Aspirations, views and opinions on all aspects of life differ greatly between many individuals. This difference of opinion is further emphasised in many instances between the generations. This contrast is due to a myriad of different factors: changes in an individual’s upbringing; alterations within a society and varying moral values all play a major role in defining a person. In the past thirty years, China has undergone significant changes with regards to the ‘young generation’. Pop culture, fashion, music and the internet have lead to more individualism within this generation which is believed to be widening the gap between their predecessors. In turn, this has lead to a host of new aspirations, views and opinions which are driving modern day China forward.

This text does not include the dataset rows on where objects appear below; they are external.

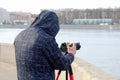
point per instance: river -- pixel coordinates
(99, 47)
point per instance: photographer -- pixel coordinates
(37, 53)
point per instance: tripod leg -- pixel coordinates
(58, 74)
(71, 73)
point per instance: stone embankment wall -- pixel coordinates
(81, 69)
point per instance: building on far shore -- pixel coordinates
(93, 22)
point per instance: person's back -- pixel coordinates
(36, 50)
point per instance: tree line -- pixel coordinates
(66, 16)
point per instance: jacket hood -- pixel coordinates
(48, 21)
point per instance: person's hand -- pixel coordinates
(71, 49)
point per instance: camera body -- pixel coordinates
(63, 46)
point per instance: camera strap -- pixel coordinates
(67, 70)
(70, 74)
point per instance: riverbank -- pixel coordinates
(105, 27)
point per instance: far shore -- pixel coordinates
(106, 27)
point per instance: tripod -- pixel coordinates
(70, 74)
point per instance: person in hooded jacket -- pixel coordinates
(37, 52)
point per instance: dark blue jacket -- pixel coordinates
(37, 53)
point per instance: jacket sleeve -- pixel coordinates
(55, 56)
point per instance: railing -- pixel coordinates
(82, 70)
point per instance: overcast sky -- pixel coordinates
(34, 6)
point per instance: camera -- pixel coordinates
(63, 46)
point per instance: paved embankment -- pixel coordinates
(81, 69)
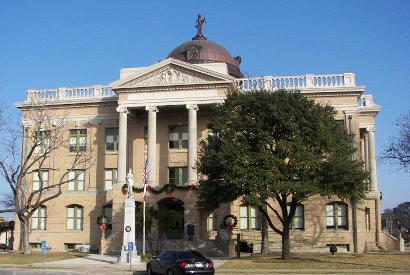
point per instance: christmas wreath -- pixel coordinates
(104, 223)
(230, 222)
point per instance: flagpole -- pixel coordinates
(143, 228)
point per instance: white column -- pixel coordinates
(152, 144)
(372, 159)
(122, 146)
(192, 143)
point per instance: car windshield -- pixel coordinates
(191, 255)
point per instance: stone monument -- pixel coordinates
(128, 254)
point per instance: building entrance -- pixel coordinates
(171, 218)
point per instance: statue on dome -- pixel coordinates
(199, 23)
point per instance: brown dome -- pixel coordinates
(200, 51)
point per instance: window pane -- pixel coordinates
(80, 185)
(43, 223)
(79, 224)
(173, 136)
(108, 174)
(243, 211)
(70, 223)
(83, 141)
(330, 210)
(330, 221)
(70, 212)
(110, 139)
(253, 212)
(299, 211)
(36, 185)
(243, 223)
(71, 185)
(298, 222)
(34, 222)
(184, 175)
(80, 175)
(73, 141)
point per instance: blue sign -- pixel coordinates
(43, 247)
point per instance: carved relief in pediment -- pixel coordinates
(170, 75)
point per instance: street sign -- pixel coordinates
(130, 246)
(43, 247)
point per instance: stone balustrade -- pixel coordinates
(303, 82)
(366, 101)
(64, 94)
(296, 82)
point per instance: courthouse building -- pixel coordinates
(161, 112)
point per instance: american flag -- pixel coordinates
(145, 176)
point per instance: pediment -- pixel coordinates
(171, 73)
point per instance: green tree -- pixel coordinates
(280, 149)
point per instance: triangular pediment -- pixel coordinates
(171, 72)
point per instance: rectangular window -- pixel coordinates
(298, 221)
(38, 219)
(40, 179)
(367, 218)
(145, 138)
(78, 140)
(75, 217)
(178, 175)
(110, 178)
(42, 139)
(35, 246)
(336, 216)
(210, 224)
(249, 218)
(178, 137)
(111, 139)
(76, 180)
(243, 217)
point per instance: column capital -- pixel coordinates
(151, 109)
(122, 109)
(192, 107)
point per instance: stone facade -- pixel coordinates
(143, 104)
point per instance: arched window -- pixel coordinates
(337, 215)
(75, 215)
(39, 218)
(298, 221)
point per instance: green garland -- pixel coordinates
(161, 188)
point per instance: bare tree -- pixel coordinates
(25, 150)
(398, 149)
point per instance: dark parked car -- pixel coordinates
(180, 262)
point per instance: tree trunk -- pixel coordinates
(285, 243)
(265, 235)
(26, 231)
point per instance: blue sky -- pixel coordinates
(50, 44)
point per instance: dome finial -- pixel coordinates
(199, 23)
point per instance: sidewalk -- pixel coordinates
(91, 264)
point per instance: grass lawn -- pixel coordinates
(16, 257)
(377, 261)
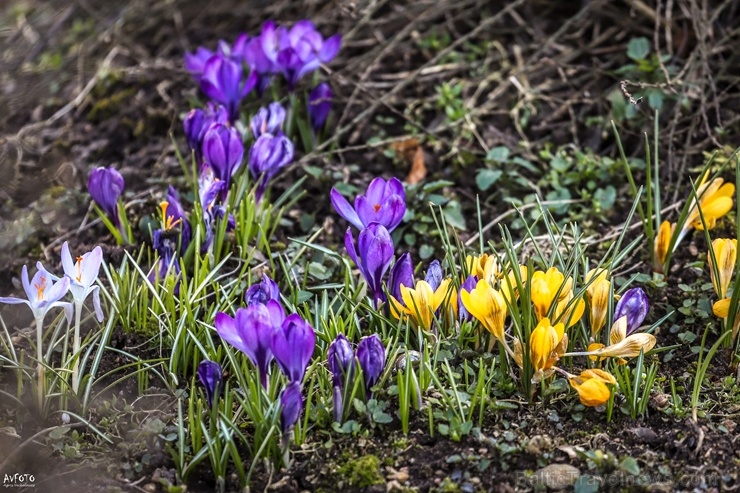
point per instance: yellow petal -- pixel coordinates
(592, 392)
(722, 308)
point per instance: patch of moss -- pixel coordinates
(362, 472)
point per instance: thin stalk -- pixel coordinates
(76, 347)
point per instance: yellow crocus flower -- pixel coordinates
(715, 200)
(488, 306)
(545, 287)
(597, 294)
(545, 346)
(420, 303)
(725, 251)
(591, 386)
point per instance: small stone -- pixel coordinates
(557, 476)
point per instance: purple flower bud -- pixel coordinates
(293, 346)
(383, 202)
(262, 292)
(268, 155)
(210, 375)
(223, 81)
(634, 305)
(291, 404)
(469, 285)
(319, 104)
(371, 355)
(402, 274)
(251, 330)
(175, 211)
(223, 150)
(197, 123)
(105, 186)
(375, 248)
(341, 361)
(268, 120)
(434, 275)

This growth of individualism is impacting upon millions of modern day Chinese families. A recent Channel 4 documentary followed Gok Wan, a famous British fashion designer, on his first trip to China in order to discover his ancestral roots. This documentary raised some interesting points regarding the relationship between the generations in China. In a conversation with his father, who grew up in a rural village outside Hong Kong, we are shown a similarity which still exists between the generations. He believed that the typical Chinese work ethic was that more money equalled a better life. With the majority of Chinese families still earning very little pay this statement can be seen as true, after all Deng Xiaoping – the late leader of the Communist Party in China – said “To get rich is glorious”.
It can be seen that public opinion on the acquiring of wealth has not changed a great deal in China’s history. Nonetheless, there are many aspects of life that this ‘young generation’ are coming to their own conclusions on. Duncan Hewitt, author of Getting Rich First: Life in a Changing China, talks in detail about the opening of the first IKEA store in China and of its influence over young couples in the area. A young woman who worked there claimed that the older generations have been through tough times and have therefore never had the pleasure of being engaged in the style or design of home appliances and furniture. This is evidence of an increase of individualism within the young families of China. In addition, she goes on to say ‘…many people have simply thrown out their traditional Chinese furniture- sometimes including antique family heirlooms – in their desire to embrace a modern way of life.’ This, it could be argued, is a drastic change in opinions towards family ancestry in China. Family heirlooms which have been passed down from generation to generation are sometimes cast aside in order to encourage modernity into their lifestyles. This ‘young generation’ no longer want to be tied down to the past; they want to embrace their future.
Hewitt goes on to describe another such divide between the generations, this time concerning dating. He explains that a man named Mr Chen had a son (around 12 years of age) who was in his second year at senior high school and had a girlfriend. Hewitt describes the father’s distress by saying ‘For Mr Chen the idea of teen romance was completely unimaginable’. This is no doubt a very young age to be dating, even in the West. However this was completely unheard of in China only twenty years ago. This is further evidence that the young generation has much more freedom and the rules and regulations pressed onto them by their parents and society alike are not as strict as they have been previously. Moreover, this widens the gap between the generations in the country.
It is not only the easing of the rules and regulations placed on young children and teenagers in China which is causing this increase in individuality and freedom. Hewitt states that some parents in China believe that youngsters are being more disobedient. One parent he interviewed states, ‘young people these days have less respect for authority figures…now we’re the ones who have to learn from the kids…’ Parents’ authority in China was something to be feared by the children, however now better education coupled with more outlets to express ones individuality has lead this dynamic to shift. This can be tied to government reforms and protests within the country: individuals within China are becoming more independent and are more willing to take steps to positively affect their future. Although many aspects of life in China have remained the same with regards to views and opinions towards them, the ‘young generation’ have started to make some changes.